The three main reasons for the failure of the movement as a lever for development are as follows:
- Lack of a broader statesman to coordinate, correct and adjust the process in its progress;
- The choice of politicians and financiers who led the process, as their personal interests overlapped the country one;
- The fascination with "get-rich-quick schemes", both by the monetary authorities of that time, who worked to benefit themselves, as well as by the crowd of average amateurs who acted more like daydreaming gamblers rather than sober speculators, hurting themselves by letting themselves be manipulated, helping to inflate a financial bubble, participating in the process without having the least vocation, knowledge and experience required to not neglect legal details and use personal trading strategies with proper risk and money managements, which would have prevented countless bankruptcies and their harmful consequences.

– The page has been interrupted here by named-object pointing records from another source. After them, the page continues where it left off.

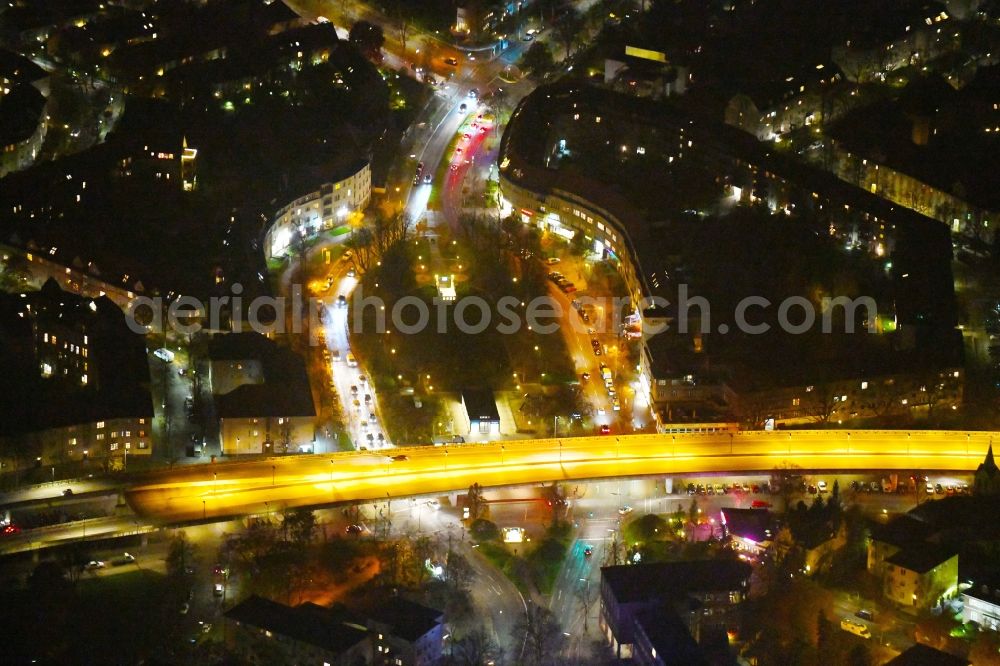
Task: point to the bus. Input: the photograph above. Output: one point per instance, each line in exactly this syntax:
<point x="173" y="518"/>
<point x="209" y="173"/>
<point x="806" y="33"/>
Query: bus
<point x="855" y="628"/>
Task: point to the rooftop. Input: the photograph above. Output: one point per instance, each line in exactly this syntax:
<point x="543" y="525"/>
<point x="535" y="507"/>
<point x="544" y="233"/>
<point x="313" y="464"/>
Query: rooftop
<point x="20" y="111"/>
<point x="241" y="347"/>
<point x="406" y="619"/>
<point x="119" y="384"/>
<point x="963" y="146"/>
<point x="903" y="531"/>
<point x="480" y="403"/>
<point x="921" y="558"/>
<point x="307" y="623"/>
<point x="285" y="391"/>
<point x="669" y="581"/>
<point x="925" y="655"/>
<point x="670" y="638"/>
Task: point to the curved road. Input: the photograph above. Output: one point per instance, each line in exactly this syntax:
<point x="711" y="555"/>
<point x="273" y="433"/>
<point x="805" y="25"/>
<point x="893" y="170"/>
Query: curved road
<point x="243" y="487"/>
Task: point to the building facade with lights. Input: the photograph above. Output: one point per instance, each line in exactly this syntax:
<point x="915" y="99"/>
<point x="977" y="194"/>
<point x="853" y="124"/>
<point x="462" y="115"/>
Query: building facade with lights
<point x="76" y="380"/>
<point x="597" y="219"/>
<point x="262" y="396"/>
<point x="320" y="210"/>
<point x="702" y="599"/>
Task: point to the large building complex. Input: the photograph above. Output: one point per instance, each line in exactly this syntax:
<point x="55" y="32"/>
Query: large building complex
<point x="652" y="611"/>
<point x="320" y="210"/>
<point x="262" y="396"/>
<point x="76" y="378"/>
<point x="542" y="182"/>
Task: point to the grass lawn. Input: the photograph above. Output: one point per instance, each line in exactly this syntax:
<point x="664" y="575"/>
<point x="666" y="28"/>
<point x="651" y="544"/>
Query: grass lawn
<point x="116" y="619"/>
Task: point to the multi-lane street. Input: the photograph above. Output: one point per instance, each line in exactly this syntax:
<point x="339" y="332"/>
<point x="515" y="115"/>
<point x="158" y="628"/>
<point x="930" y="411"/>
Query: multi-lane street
<point x="239" y="488"/>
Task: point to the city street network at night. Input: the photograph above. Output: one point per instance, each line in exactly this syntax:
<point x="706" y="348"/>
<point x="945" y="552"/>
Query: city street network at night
<point x="500" y="332"/>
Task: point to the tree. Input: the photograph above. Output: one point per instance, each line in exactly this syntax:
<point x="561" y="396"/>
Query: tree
<point x="476" y="648"/>
<point x="300" y="525"/>
<point x="459" y="572"/>
<point x="368" y="38"/>
<point x="568" y="28"/>
<point x="180" y="554"/>
<point x="541" y="635"/>
<point x="537" y="60"/>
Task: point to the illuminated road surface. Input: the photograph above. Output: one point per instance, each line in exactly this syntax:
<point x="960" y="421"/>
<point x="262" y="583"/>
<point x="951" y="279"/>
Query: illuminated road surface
<point x="238" y="488"/>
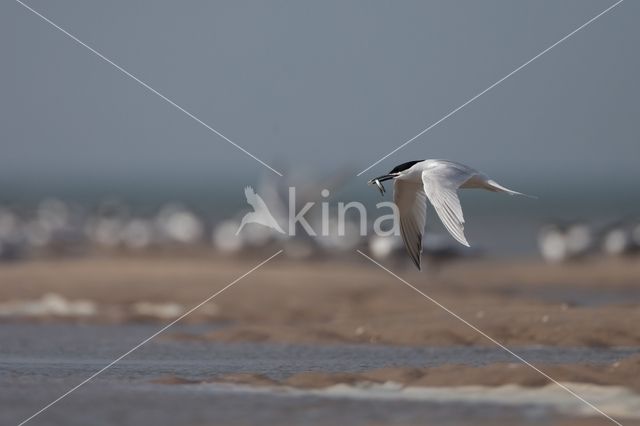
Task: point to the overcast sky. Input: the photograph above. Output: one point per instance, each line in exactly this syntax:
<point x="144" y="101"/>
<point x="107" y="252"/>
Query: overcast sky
<point x="316" y="85"/>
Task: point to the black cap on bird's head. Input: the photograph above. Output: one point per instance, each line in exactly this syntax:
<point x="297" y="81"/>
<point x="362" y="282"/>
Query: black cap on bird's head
<point x="395" y="172"/>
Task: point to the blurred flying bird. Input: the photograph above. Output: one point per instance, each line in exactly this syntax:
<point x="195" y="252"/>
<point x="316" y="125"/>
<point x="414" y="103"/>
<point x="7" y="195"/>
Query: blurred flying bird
<point x="437" y="180"/>
<point x="260" y="213"/>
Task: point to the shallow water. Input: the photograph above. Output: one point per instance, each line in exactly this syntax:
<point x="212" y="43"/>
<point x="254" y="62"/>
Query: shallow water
<point x="40" y="362"/>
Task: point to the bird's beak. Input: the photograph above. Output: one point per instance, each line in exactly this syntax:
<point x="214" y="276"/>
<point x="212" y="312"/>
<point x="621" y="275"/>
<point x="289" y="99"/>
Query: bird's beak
<point x="376" y="181"/>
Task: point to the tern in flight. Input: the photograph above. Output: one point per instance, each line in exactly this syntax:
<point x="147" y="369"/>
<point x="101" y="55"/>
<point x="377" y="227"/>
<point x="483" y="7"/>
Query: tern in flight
<point x="437" y="180"/>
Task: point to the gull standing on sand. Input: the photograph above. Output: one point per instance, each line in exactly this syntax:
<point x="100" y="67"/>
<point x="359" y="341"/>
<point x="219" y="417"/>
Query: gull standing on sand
<point x="437" y="180"/>
<point x="260" y="213"/>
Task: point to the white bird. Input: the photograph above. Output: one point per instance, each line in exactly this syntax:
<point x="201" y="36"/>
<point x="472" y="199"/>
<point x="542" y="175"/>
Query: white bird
<point x="260" y="213"/>
<point x="437" y="180"/>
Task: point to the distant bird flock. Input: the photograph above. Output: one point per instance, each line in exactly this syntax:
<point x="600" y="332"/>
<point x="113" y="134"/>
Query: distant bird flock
<point x="57" y="228"/>
<point x="564" y="242"/>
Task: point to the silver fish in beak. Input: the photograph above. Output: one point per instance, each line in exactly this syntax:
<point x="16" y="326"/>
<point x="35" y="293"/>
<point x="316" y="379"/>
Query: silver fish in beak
<point x="378" y="182"/>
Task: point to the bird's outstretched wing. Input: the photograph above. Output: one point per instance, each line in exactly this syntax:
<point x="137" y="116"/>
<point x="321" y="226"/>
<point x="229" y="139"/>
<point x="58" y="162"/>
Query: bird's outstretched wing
<point x="412" y="206"/>
<point x="441" y="181"/>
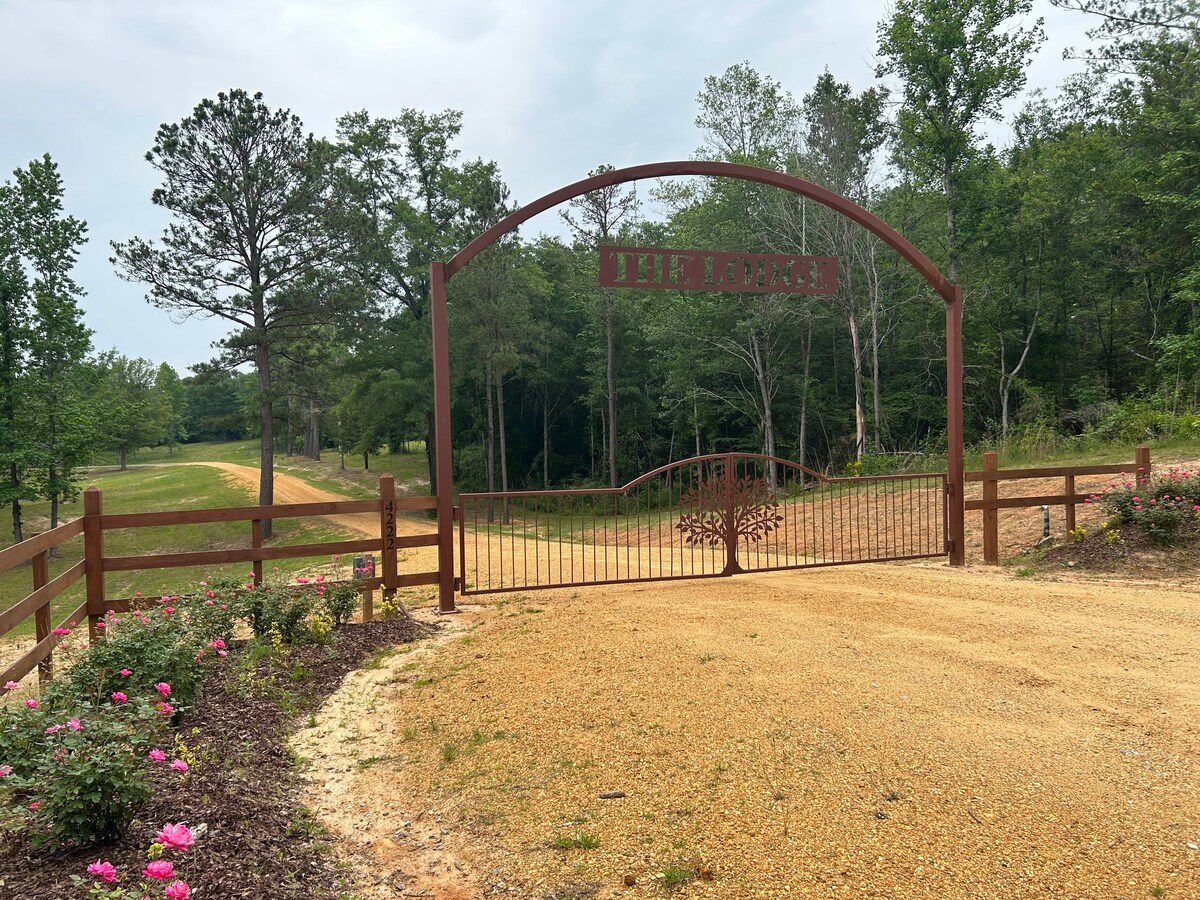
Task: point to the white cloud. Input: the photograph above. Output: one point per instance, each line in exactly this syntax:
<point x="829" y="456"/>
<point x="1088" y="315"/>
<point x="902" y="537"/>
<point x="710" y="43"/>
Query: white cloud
<point x="549" y="88"/>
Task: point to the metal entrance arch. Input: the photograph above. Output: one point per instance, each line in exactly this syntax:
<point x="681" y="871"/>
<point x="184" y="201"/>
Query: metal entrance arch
<point x="441" y="273"/>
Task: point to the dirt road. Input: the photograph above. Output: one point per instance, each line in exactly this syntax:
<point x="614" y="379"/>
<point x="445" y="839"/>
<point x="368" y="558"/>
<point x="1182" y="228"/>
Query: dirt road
<point x="289" y="489"/>
<point x="882" y="731"/>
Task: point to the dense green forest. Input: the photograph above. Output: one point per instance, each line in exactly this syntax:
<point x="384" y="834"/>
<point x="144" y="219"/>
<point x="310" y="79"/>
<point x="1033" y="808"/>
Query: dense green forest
<point x="1075" y="245"/>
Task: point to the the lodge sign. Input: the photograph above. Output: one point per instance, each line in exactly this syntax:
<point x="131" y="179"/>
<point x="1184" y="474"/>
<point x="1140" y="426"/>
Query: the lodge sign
<point x="655" y="268"/>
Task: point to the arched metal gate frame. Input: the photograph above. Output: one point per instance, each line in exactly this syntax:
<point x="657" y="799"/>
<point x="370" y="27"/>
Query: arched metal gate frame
<point x="441" y="273"/>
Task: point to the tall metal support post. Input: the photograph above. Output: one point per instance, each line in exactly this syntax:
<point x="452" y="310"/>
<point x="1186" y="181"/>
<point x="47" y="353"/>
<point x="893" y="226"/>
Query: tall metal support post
<point x="955" y="509"/>
<point x="442" y="435"/>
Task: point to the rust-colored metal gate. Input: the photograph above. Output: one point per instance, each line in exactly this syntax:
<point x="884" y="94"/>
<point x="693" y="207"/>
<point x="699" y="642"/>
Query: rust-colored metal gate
<point x="703" y="517"/>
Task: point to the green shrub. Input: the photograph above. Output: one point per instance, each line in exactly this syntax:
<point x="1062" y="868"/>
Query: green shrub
<point x="156" y="646"/>
<point x="281" y="607"/>
<point x="78" y="775"/>
<point x="1164" y="505"/>
<point x="341" y="601"/>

Following the effects of the bust, came the usual period of "witch hunt" that lasted until 1895, when especially during the tenure of Floriano Peixoto, some prominent figures in the Encilhamento period had their assets frozen, seized and have been prosecuted publicly and administratively. Among these was Rui Barbosa, who had to go into exile in Europe.

The legislation concerning financial markets in Brazil, in a vain attempt to control their volatility, at a time when the concept of Antifragility was unknown, suffered a violent setback to the era of the "Barriers Act" - the restrictions only being loosened 70 years later in 1965.

Although the bubble burst happened between 1890 and 1892, its economic and political effects were made throughout the decade, with only in the end of the Campos Sales administration, with Rodrigues Alves in charge of the Brazilian economy, been decreased, but at a high social cost, due to the economic policy of austerity taken in accordance with requests of the big international capital.